The key studies are considered to be cytogenetic studies (bone marrow micronucleus) in the mouse (EBSI, 1991a, BASF 2009) and rat (EBSI, 1991b). This is a recognised core assay type for investigating mutation in vivo.

Male mice or rats were exposed by the inhalation route to doses of 2M2B of 1005, 3207 or 9956 ppm for 6 hours per day for 2 days (EBSI, 1991a,b).  Statistically significant increases in the incidence of micronucleated polychromatic erythrocytes (MPEs) over controls were observed at the two highest dose levels in both the mouse and the rat.  The dose levels resulted in clinical signs of laboured breathing and decreased activity in a number of the animals exposed. The magnitude of the increase in MPEs was greater in the mouse, with the maximum fold-increase over controls being to 10.6x in the mouse but only 2.2x in the rat.  A recent mouse bone marrow micronucleus assay in which two strains of mouse were exposed by the inhalation route to doses of 2M2B up to 11608 ppm for 6 hours per day for 2 days confirmed these findings with increases in the incidence of MPEs to 10x control or greater in both strains (BASF, 2009).  An assessment of the size of the micronuclei concluded that they were mainly small in size, and thus indicated that the micronuclei were most likely chromosomal fragments rather than whole chromosomes. Appropriate positive controls of an aneugen and a clastogen were used for reference with the sizing.  This would be consistent with a clastogenic effect of 2M2B in the mouse rather than an aneugenic effect.

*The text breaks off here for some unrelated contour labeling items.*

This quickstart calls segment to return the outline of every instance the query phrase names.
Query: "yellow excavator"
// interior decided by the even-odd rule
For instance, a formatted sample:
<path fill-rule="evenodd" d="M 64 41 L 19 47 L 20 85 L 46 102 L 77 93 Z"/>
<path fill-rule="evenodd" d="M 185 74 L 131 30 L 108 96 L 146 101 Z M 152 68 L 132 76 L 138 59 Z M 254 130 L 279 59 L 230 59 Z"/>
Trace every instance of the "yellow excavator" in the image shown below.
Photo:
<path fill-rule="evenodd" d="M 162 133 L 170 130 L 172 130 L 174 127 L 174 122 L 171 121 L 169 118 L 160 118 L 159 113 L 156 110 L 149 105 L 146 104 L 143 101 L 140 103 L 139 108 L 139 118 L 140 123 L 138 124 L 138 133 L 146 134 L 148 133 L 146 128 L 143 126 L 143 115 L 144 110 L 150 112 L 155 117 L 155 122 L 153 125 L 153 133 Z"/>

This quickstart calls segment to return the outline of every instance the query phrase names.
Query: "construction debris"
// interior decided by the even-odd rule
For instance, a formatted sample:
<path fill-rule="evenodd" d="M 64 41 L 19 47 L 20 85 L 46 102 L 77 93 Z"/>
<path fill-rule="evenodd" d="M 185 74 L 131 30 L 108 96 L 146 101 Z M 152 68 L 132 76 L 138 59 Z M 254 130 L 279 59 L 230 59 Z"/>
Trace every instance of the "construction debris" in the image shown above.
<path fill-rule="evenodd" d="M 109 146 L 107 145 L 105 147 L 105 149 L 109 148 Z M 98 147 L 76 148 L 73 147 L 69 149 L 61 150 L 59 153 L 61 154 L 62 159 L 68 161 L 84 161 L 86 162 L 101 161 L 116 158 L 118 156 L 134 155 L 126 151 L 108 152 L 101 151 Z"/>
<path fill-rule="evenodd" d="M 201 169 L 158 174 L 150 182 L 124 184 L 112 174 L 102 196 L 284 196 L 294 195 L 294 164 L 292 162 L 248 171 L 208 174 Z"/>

There are also further reports of micronucleus studies in mice and rats, with results generally consistent with the studies discussed above (EBSI 1990, 1991c,d).

Human information

There is no information indicating any adverse effects of 2M2B.


Justification for selection of genetic toxicity endpoint
Available information for 2M2B indicate genotoxic potential in vivo

Justification for classification or non-classification

2-methylbut-2-ene (2M2B) warrants classification under CLP as Category 2 (H341): Suspected of causing genetic defects (positive in mammalian somatic cell mutagenicity tests in vivo).